Travis Fimmel stars as Ragnar Lothbrok in the History channel’s first scripted series ‘Vikings.’
They are akin to NASA astronauts or the pioneers of Silicon Valley — except they lived 1,300 years ago, and it was the high seas that demanded navigation, not outer space or the Internet.
The Vikings, who like those later explorers were driven by curiosity and armed with the latest innovations, also set out to conquer an uncharted world, the breadth and possibilities of which could not be entirely conceived.
Their struggles, both internal and external, are extravagantly brought to life in Vikings, the History channel’s ambitious nine-part drama series from Michael Hirst, creator of The Tudors. It has its premiere on Sunday. Propelled by the tale of the legendary Norse adventurer Ragnar Lothbrok, his family, and his band of followers, the lushly produced, effects-enhanced series dazzles with evocative scenery and dynamic displays of superherolike derring-do and physical stamina.

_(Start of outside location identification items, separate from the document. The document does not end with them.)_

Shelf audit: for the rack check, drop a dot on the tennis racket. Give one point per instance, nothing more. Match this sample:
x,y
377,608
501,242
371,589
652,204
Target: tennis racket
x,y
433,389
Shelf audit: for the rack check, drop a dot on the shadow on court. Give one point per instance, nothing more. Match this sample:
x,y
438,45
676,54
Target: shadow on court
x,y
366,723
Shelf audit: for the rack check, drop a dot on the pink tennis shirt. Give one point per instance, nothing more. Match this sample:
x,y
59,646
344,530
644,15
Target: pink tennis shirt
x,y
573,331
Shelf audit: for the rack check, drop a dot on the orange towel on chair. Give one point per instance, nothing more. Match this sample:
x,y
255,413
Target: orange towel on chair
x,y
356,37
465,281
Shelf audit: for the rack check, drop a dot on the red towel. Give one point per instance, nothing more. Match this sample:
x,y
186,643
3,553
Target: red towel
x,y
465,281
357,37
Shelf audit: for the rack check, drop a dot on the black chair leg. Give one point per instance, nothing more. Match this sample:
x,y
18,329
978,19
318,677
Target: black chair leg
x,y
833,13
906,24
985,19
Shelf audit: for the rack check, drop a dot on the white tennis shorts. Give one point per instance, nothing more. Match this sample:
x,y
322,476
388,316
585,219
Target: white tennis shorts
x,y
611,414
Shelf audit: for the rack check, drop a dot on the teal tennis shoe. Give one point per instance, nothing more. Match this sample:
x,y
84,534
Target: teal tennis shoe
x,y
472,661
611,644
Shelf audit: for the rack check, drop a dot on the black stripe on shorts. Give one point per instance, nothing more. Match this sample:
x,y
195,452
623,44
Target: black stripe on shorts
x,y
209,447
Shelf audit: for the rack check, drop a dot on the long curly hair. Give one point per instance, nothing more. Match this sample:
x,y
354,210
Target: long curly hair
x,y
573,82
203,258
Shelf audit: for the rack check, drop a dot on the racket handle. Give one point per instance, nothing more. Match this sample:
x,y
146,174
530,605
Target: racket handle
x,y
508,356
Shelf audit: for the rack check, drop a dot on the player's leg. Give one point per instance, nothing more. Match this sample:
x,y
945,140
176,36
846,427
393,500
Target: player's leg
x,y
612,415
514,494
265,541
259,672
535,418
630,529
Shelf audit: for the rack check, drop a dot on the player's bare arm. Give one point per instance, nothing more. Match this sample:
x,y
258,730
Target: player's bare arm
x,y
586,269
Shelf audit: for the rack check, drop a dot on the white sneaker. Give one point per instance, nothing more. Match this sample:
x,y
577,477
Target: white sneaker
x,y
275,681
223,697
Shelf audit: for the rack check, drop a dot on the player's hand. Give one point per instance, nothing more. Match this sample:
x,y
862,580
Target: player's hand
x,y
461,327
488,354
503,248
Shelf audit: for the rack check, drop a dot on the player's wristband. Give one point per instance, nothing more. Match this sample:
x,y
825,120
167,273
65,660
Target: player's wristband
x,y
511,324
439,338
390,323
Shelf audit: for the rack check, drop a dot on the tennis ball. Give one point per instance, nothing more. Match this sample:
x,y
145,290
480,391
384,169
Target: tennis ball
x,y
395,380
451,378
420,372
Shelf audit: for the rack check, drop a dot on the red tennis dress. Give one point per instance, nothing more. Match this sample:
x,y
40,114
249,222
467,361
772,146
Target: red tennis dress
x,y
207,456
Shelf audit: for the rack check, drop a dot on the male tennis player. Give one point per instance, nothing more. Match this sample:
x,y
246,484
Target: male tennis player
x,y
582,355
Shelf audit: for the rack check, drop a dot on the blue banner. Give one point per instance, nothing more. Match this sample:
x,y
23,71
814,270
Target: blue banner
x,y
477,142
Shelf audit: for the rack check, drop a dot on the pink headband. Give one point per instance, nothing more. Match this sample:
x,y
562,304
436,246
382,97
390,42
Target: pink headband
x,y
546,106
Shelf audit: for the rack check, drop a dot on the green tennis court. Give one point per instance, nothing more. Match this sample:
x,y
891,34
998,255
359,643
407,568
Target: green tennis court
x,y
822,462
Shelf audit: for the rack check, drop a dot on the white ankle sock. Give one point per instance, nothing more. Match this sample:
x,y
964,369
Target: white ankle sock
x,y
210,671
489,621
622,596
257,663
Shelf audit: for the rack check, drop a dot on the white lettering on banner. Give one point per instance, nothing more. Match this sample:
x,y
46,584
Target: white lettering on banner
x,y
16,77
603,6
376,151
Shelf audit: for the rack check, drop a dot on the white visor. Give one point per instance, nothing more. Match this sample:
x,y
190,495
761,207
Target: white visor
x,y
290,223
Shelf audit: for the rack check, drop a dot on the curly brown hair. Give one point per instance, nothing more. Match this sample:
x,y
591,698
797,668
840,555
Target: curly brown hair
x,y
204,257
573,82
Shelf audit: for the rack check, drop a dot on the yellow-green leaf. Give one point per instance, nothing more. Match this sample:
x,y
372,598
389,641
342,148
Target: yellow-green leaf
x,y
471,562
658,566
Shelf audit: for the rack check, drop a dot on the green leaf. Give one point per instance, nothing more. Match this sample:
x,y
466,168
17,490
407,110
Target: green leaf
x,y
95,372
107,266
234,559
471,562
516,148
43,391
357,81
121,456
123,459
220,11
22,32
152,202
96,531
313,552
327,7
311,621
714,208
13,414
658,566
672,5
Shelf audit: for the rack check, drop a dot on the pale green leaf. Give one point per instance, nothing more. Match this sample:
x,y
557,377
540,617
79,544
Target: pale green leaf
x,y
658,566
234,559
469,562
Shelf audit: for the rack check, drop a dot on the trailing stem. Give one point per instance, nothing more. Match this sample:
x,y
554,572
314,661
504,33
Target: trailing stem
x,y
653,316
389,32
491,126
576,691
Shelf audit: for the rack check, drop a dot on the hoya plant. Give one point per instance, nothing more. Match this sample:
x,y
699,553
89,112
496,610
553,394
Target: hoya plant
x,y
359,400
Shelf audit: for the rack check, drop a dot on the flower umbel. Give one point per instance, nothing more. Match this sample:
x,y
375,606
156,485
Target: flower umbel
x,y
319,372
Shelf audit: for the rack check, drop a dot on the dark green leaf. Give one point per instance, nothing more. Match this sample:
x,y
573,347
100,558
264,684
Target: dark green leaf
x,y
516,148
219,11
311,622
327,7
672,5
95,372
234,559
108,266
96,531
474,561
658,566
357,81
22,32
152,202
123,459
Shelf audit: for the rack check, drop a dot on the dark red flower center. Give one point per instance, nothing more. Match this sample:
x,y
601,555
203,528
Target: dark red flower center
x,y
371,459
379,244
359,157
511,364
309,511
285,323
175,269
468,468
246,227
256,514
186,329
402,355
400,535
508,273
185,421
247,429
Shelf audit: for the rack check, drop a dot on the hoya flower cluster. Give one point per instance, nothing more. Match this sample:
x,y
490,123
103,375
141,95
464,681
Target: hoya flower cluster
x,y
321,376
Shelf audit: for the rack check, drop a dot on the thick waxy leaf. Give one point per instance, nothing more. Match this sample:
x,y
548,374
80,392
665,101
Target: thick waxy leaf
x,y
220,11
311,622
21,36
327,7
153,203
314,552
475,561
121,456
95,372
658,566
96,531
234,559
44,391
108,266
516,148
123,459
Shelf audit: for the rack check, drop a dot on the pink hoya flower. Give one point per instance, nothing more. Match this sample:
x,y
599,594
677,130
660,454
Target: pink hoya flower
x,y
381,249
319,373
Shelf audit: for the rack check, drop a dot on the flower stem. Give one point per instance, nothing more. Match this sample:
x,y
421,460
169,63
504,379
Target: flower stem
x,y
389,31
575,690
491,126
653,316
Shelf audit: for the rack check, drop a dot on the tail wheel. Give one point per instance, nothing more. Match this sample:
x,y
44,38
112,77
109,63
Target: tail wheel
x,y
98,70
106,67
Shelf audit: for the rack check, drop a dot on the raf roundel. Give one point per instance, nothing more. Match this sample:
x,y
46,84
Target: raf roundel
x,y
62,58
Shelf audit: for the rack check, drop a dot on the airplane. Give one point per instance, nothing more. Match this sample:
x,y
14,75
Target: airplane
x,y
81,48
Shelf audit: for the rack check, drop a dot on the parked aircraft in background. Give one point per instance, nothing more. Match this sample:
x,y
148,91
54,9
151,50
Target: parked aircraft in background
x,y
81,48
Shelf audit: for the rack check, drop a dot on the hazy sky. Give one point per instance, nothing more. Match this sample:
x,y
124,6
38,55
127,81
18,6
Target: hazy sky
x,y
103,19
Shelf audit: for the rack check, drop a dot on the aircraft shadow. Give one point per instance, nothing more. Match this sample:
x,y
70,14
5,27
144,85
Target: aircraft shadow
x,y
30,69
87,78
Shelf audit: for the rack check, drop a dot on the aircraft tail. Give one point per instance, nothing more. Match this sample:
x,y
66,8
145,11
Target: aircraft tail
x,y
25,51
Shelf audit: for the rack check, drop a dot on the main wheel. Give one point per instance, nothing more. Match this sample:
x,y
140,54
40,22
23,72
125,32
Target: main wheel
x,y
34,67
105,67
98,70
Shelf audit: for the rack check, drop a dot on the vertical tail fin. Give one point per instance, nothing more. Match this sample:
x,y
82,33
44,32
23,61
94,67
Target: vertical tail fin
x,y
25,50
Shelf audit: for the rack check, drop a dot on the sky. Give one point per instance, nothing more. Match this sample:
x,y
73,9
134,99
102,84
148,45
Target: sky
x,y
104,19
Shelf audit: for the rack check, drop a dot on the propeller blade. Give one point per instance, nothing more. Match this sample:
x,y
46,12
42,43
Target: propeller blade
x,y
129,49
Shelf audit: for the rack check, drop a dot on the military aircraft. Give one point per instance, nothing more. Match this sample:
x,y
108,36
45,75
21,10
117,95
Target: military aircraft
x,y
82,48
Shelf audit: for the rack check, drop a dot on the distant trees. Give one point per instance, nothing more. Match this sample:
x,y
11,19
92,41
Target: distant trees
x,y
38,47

In this, its first scripted episodic regular series, History is following up on the spectacular ratings success of its scripted Hatfields & McCoys miniseries last spring and at the same time reaching out to an action-oriented young male demographic weaned on spectacular, sophisticated gaming.
“We’re putting everything behind it that we possibly can,” said Nancy Dubuc, president for entertainment and media for History’s parent, A&E Networks. “This is a topic that has always resonated with our viewers through our historical documentaries. Hopefully it’s very appealing to a core young male audience — I think there are some parallels to some of the video games that are being played today by young men.”
Dubuc said “two stars aligned” when the subject matter turned out to be a passion project for Hirst, who, besides Showtime’s popular series The Tudors and The Borgias, has to his credit the well-received 1998 film Elizabeth and other historical dramas. He had an interest in the Vikings dating back to a script he wrote about the ninth-century English monarch Alfred the Great, who successfully fought off those seaborne invaders.
For the elaborate History project, Hirst immersed himself in what had been written about Viking culture — basically documentation by outside observers since theirs was an illiterate society. He found the material limited and biased.
“They’re always the guys who break in through the door, slash up your house, and rape and pillage for no good reason, except that they enjoy the violence,” he said. “I wanted to tell the story from the Vikings’ point of view, because their history was written by Christian monks, basically, whose job it was to exaggerate their violence.”
Not that brawn, brutality, and blood don’t play a central role. Well-muscled bodies abound, and battles are frequent, vivid, and skillfully choreographed. When the Vikings themselves aren’t being beheaded or gruesomely punished for running afoul of the local chieftain (Gabriel Byrne), Lothbrok (the Australian actor Travis Fimmel), and his men are leading savage slaughters on foreign villages and monasteries. Women in the cast (led by Katheryn Winnick as Lothbrok’s wife) can also handily wield their shields.
Despite History’s mantle of preserving and purveying an accurate picture of the past, hewing to the letter of historical accuracy wasn’t possible in the case of a dramatic series based on fragmented documentation, hence a large degree of dramatic license was employed.
“I especially had to take liberties with Vikings because no one knows for sure what happened in the Dark Ages,” Hirst said. “Very little was written then.” The bottom line, he explained, was: “We want people to watch it. A historical account of the Vikings would reach hundreds, occasionally thousands, of people. Here we’ve got to reach millions.”
Precise accuracy proved evasive on many levels. The production designer, Tom Conroy, relied upon Scandinavian museums for many of his visual references but still found that he had to piece a lot of things together.
While metal works from the Vikings’ post-Iron Age culture have survived, Conroy said, he was hard put to replicate authentic fabrics and woods. One of the biggest challenges he faced, he added, was improvising lighting sources for Viking homes and halls, which had no windows, making engaging photography of a strictly realistic interior setting impossible.
The production also designed two 56-foot-long Viking ships and commissioned custom furniture from India, where open-air markets provided many of the series’ props, including metal goblets and other everyday items.
The role of high technology — in this case a matter of a crude compass and ships capable of navigating violently churning oceans as deftly as shallow inland rivers — is a particularly germane facet of Vikings, lending the series an unexpected resonance in today’s society grappling with the cyberfrontier.
“The Vikings had no pottery, they didn’t read, they didn’t write,” Hirst said. “At the same time they were way ahead of other people in boatbuilding and navigation. They discovered America hundreds of years before Columbus. They had the technology to build a boat, but it wasn’t about the boat. It was about: Where is it going to take you?"
Vikings, with a budget reported at $40 million, represents History’s biggest series investment to date, and Dubuc said she is optimistic it will reach beyond the channel’s core male audience and pull in female viewers too.
“This is the intersection of what really works for us, when you take a big what-you-think-you-know title and combine it with: Oh, gee, I didn’t know that,” she said. “I expect it to outperform any other unscripted or documentary series that we’ve ever done, but I’m realistic about it against Hatfields & McCoys.”